Quickstart: Create Apache Hadoop cluster in Azure HDInsight using Azure portal

Article
11/29/2023

In this article, you learn how to create Apache Hadoop clusters in HDInsight using Azure portal, and then run Apache Hive jobs in HDInsight. Most of Hadoop jobs are batch jobs. You create a cluster, run some jobs, and then delete the cluster. In this article, you perform all the three tasks. For in-depth explanations of available configurations, see Set up clusters in HDInsight. For more information regarding the use of the portal to create clusters, see Create clusters in the portal.

In this quickstart, you use the Azure portal to create an HDInsight Hadoop cluster. You can also create a cluster using the Azure Resource Manager template.

Currently, HDInsight comes with seven different cluster types. Each cluster type supports a different set of components. All cluster types support Hive. For a list of supported components in HDInsight, see What's new in the Apache Hadoop cluster versions provided by HDInsight?

If you don't have an Azure subscription, create a free account before you begin.

Create an Apache Hadoop cluster

In this section, you create a Hadoop cluster in HDInsight using the Azure portal.

Sign in to the Azure portal.
From the top menu, select + Create a resource.
Select Analytics > Azure HDInsight to go to the Create HDInsight cluster page.

From the Basics tab, provide the following information:

Property	Description
Subscription	From the drop-down list, select the Azure subscription that's used for the cluster.
Resource group	From the drop-down list, select your existing resource group, or select Create new.
Cluster name	Enter a globally unique name. The name can consist of up to 59 characters including letters, numbers, and hyphens. The first and last characters of the name can't be hyphens.
Region	From the drop-down list, select a region where the cluster is created. Choose a location closer to you for better performance.
Cluster type	Select Select cluster type. Then select Hadoop as the cluster type.
Version	From the drop-down list, select a version. Use the default version if you don't know what to choose.
Cluster login username and password	The default login name is admin. The password must be at least 10 characters in length and must contain at least one digit, one uppercase, and one lower case letter, one non-alphanumeric character (except characters ' ` "). Make sure you do not provide common passwords such as "Pass@word1".
Secure Shell (SSH) username	The default username is `sshuser`. You can provide another name for the SSH username.
Use cluster login password for SSH	Select this check box to use the same password for SSH user as the one you provided for the cluster login user.

HDInsight Linux get started provide cluster basic values.

Select the Next: Storage >> to advance to the storage settings.

From the Storage tab, provide the following values:

Property	Description
Primary storage type	Use the default value Azure Storage.
Selection method	Use the default value Select from list.
Primary storage account	Use the drop-down list to select an existing storage account, or select Create new.

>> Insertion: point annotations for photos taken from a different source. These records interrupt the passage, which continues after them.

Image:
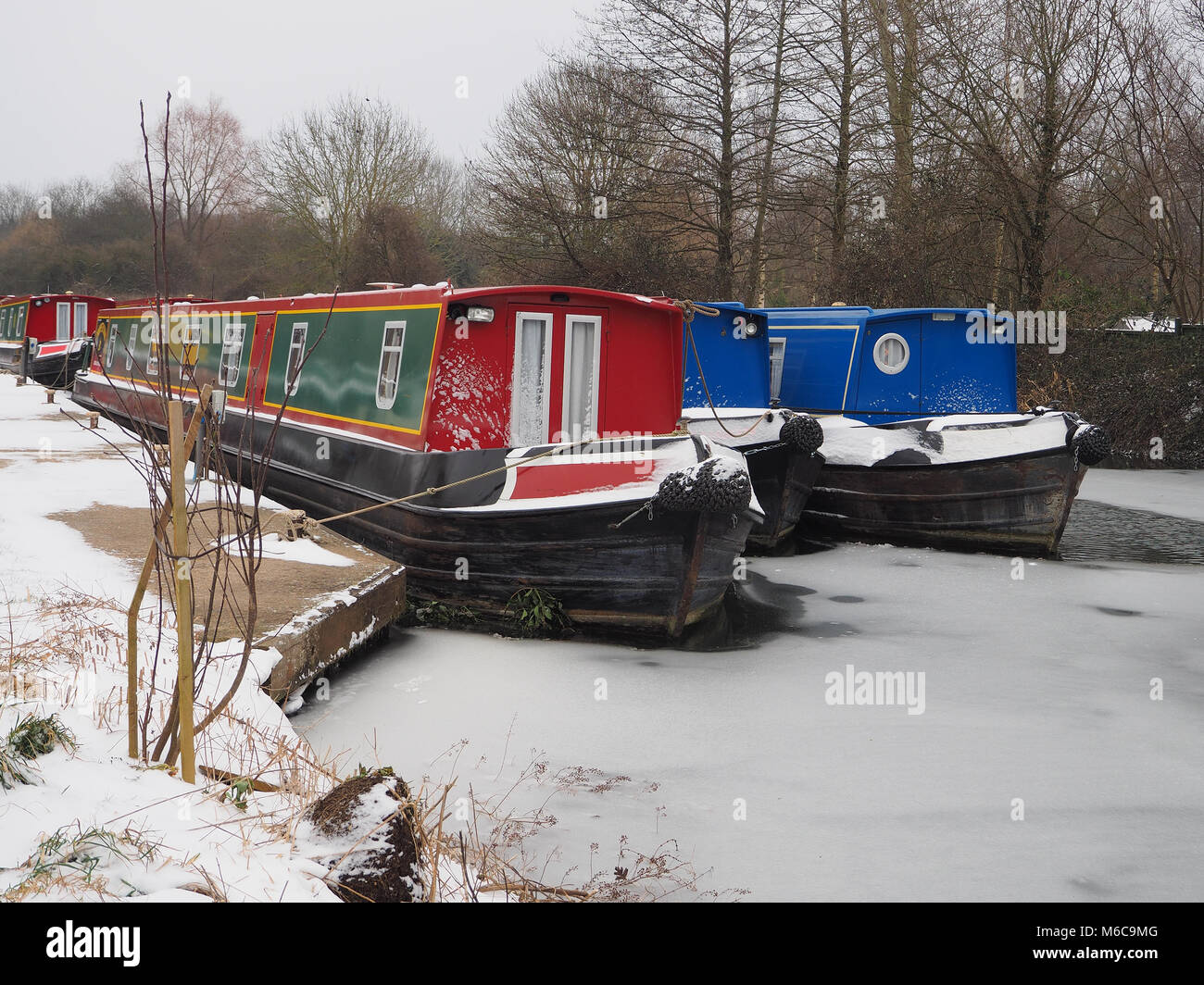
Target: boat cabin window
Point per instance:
(530, 392)
(232, 335)
(583, 348)
(392, 344)
(155, 335)
(296, 355)
(891, 353)
(777, 360)
(192, 340)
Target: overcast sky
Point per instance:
(71, 73)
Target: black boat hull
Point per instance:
(58, 371)
(783, 477)
(1015, 505)
(657, 575)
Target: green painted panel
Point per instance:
(341, 375)
(12, 321)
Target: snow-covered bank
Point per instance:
(145, 833)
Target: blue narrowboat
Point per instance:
(923, 443)
(726, 399)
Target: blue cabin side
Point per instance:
(892, 364)
(734, 349)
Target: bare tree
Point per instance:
(1031, 115)
(207, 161)
(332, 167)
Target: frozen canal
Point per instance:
(1043, 766)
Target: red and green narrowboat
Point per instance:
(56, 329)
(553, 411)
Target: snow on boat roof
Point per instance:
(421, 294)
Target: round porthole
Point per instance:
(891, 353)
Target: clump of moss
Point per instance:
(533, 612)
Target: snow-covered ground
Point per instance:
(1058, 755)
(152, 836)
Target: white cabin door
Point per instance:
(531, 384)
(583, 356)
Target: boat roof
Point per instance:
(12, 299)
(422, 294)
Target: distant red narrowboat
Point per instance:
(553, 412)
(56, 328)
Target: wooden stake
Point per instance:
(132, 627)
(183, 589)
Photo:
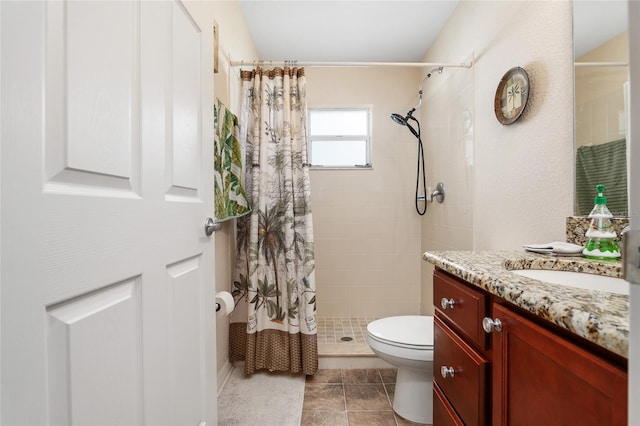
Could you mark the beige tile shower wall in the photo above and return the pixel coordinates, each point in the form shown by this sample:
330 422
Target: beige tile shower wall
521 176
366 230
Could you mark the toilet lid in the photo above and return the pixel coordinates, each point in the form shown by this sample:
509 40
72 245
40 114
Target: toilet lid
413 330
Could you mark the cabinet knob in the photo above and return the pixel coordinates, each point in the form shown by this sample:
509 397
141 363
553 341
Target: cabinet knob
447 372
490 325
447 303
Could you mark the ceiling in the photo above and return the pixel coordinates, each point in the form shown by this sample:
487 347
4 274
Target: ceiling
385 31
345 31
596 22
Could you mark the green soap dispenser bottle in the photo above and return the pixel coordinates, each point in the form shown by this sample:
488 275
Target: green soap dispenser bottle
601 242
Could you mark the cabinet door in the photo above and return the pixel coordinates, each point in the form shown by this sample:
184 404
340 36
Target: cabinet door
464 381
461 306
443 413
541 379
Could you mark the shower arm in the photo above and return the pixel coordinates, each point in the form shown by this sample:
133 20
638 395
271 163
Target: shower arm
439 70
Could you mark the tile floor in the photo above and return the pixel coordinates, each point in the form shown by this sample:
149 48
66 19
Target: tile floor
341 329
343 337
341 397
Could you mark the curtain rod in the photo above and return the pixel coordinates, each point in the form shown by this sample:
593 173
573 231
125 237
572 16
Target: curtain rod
356 64
600 64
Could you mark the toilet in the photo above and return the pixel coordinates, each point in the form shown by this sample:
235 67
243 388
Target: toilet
406 342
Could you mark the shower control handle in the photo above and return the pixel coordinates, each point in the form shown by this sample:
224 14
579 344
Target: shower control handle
438 194
447 303
490 325
447 372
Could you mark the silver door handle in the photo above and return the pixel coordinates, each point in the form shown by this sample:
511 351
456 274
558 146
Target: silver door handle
490 325
210 226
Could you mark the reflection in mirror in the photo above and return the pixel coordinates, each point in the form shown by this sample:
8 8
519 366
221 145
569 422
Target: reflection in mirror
601 103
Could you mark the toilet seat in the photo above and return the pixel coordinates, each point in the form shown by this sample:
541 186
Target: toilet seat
406 342
408 331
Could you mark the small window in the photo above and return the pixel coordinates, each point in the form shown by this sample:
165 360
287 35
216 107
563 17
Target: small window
339 137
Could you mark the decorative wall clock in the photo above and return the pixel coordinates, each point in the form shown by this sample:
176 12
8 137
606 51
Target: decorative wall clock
511 96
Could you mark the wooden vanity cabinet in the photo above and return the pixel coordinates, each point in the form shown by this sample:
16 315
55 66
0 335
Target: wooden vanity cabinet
525 372
461 390
540 378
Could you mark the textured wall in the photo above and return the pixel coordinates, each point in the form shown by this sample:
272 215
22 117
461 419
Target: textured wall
233 37
521 175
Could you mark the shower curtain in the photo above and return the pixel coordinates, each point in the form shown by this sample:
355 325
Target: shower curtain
274 324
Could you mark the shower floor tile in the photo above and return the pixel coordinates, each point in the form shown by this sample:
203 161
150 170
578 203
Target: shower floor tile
342 330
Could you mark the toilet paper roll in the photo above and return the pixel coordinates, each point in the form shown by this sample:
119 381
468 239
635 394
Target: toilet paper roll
225 300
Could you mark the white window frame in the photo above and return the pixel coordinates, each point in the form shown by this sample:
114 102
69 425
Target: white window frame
367 137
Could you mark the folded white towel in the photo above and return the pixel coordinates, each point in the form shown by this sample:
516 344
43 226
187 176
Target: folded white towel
556 247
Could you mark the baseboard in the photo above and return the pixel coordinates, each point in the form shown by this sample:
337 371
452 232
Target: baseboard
223 375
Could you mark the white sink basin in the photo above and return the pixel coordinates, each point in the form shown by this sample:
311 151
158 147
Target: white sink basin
577 279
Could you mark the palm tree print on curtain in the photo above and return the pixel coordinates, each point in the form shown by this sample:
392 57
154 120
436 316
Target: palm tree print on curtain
274 324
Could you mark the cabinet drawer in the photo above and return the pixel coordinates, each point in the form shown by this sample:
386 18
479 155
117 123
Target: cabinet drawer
443 412
467 311
467 389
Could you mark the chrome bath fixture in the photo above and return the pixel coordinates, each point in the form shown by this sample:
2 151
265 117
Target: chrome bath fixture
404 121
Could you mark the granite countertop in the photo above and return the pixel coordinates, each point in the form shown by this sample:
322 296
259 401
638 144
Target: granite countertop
604 321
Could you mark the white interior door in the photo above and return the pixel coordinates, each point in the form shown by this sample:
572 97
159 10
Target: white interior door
634 208
107 284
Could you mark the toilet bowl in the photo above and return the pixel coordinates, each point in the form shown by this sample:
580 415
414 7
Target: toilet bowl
406 342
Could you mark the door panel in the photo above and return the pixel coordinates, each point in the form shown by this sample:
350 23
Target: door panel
184 158
94 357
108 308
92 86
184 278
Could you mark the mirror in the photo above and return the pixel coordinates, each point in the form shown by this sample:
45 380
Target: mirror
601 112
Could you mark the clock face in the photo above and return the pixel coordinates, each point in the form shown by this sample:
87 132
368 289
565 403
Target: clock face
512 95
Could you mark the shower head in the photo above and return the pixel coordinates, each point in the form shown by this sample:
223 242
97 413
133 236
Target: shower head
404 121
439 70
399 119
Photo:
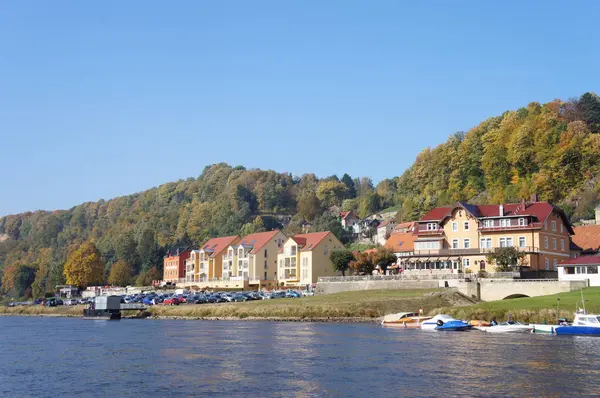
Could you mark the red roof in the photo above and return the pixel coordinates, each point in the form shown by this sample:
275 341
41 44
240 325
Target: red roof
583 260
217 245
311 240
539 210
258 240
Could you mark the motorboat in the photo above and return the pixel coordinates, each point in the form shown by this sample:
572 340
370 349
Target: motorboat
508 327
444 322
407 320
583 325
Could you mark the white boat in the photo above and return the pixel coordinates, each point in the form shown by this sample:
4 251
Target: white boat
432 323
508 327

If you create a new account, the name must be between 3 and 24 characters in length, and can include numbers and lowercase letters only
Container	Use the autopopulated value.

HDInsight Linux get started provide cluster storage values.

Each cluster has an Azure Storage account, an Azure Data Lake Gen1, or an Azure Data Lake Storage Gen2 dependency. It's referred as the default storage account. HDInsight cluster and its default storage account must be colocated in the same Azure region. Deleting clusters doesn't delete the storage account.

Select the Review + create tab.

From the Review + create tab, verify the values you selected in the earlier steps.
Select Create. It takes about 20 minutes to create a cluster.

Once the cluster is created, you see the cluster overview page in the Azure portal.

Run Apache Hive queries

Apache Hive is the most popular component used in HDInsight. There are many ways to run Hive jobs in HDInsight. In this quickstart, you use the Ambari Hive view from the portal. For other methods for submitting Hive jobs, see Use Hive in HDInsight.

Note

Apache Hive View is not available in HDInsight 4.0.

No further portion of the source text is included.